Этнограф смущенно покачал головой. Черный кустик над его верхней губой задрожал.
– Вы пейте, – робко улыбаясь, он протянул мне кружку. – Пейте больше. Жениться вам надо. Пропадете один. А то ведь – видите, как бывает.
Завтра отъезд. Лагерь живет невидимой, но суетливой жизнью, которая бывает обыкновенно во время сборов. Люди собираются в темноте, укладывают вещи в рюкзаки, выдергивают колышки, на которых держались тенты.
Но здесь, у костра, нет суеты. Говорят все больше о городе, о беспокойной осенней жизни. Я притупляю слух и теряю нить разговора. Нечего в нем искать. Загадка моя осталась без ответа. Только когда раздалось знакомое имя – того, пропавшего, – я наконец прислушался. Говорили быстро, путано, но я уже запустил когти в их разговор, я вслушивался в каждое слово, каждая фраза оседала в моем уме.
– Странный был он, молчаливый, – сказал Кузьмич. – Сидит себе в стороне, смотрит, и слова от него дурного не слышишь… А бывало, как вскочит, как заорет: «Бровку не трогайте, вашу мать!» Пошумит, поматерится – ударить не ударит, но покроет с ног до головы будь здоров. А потом, глядишь, – опять молчком сидит.
– Уж я-то знаю, – вздохнул Специалист. – Я у него вроде духовника был. Помню, просыпаюсь среди ночи – а он на меня смотрит в упор. Я ему кричу: «Твою мать, чего тебе?» А он: «Да вот… поговорить хотел. Но вы спите, спите, я подожду». Такой был человек.
– Так вот, – заговорил Кузьмич. – В одну из ночей он выпил лишнего и ушел. Оставил в палатке паспорт, деньги, недокуренную пачку «LM» и книгу по археологии Китая. Почему-то у нас в лагере все решили, что он в деревню пошел – загулял, понимаете? Не знаю, кто это первый придумал. В общем, к вечеру двинулись в деревню – искать его. Взяли с собой, конечно… нет, не водки – самогона, желтого такого. Сивухой, помню, вонял. Искали. Три дня искали. Самогон быстро кончился – но ничего, нам наливали в каждом доме. По инерции, что ли…

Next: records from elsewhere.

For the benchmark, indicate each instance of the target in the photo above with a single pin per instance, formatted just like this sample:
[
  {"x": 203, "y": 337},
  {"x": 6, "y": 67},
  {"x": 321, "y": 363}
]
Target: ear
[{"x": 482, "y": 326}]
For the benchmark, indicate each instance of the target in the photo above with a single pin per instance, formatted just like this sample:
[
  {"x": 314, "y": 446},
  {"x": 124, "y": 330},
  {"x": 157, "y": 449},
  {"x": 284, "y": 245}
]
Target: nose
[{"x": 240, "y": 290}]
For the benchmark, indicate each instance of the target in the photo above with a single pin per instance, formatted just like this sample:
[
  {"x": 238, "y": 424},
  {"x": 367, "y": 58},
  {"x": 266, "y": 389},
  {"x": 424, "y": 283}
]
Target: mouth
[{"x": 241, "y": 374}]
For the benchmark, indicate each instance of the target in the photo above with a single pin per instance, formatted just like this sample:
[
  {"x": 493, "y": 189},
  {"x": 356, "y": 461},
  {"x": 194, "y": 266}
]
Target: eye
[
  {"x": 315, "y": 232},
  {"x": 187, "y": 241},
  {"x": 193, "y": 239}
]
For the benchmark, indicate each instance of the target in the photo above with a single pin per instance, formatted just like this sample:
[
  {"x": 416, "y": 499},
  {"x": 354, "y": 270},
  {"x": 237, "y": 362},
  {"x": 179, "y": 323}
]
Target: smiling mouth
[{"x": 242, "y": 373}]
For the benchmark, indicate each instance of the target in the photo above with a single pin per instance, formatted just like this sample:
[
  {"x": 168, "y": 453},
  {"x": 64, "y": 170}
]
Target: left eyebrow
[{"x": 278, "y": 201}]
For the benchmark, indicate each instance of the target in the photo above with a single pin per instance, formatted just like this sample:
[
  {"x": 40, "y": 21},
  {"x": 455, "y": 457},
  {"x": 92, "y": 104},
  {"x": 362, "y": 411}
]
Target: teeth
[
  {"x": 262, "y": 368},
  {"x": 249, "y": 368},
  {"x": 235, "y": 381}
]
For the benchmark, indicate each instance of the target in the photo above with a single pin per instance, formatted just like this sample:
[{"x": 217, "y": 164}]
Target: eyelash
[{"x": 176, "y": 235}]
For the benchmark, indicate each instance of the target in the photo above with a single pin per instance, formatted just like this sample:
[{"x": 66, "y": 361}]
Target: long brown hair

– Не нашли? – спросил Музыкант.
– Нет, – Кузьмич ущипнул себя за кончик носа и громко чихнул. – Не нашли. Пропал. Все. Пять лет его нет.
– Ушел, что ли, куда? – продолжал Музыкант рассеянно. – В Шамбалу, да?
Кто-то презрительно фыркнул.
– От пьянства все, – повысил голос Специалист. – Видите же: больной человек, – зачем спаивать?
– А кто с ним не пил? – прошипел Кузьмич. Протуберанцы на его голове зашевелились. – Кто не виноват?
Наступило молчание. Это было ненавидящее, разоблаченное молчание заговорщиков. Лицо Кузьмича было злым. На шее проступили жилы. Он сказал все, что хотел, и потерял способность говорить.
– Жениться вам надо, – советовал Энтограф Музыканту. – Женитесь, пока молодой… пропадете один.
Взгляд Специалиста был направлен прямо на меня. Он затянулся и шумно выдохнул. Из ноздрей повалил дым. Мне показалось вдруг, что Специалист разоблачил меня, а в чем разоблачил, я и сам не мог понять. Каким-то необъяснимым образом я был виноват в том, что происходило сейчас у костра.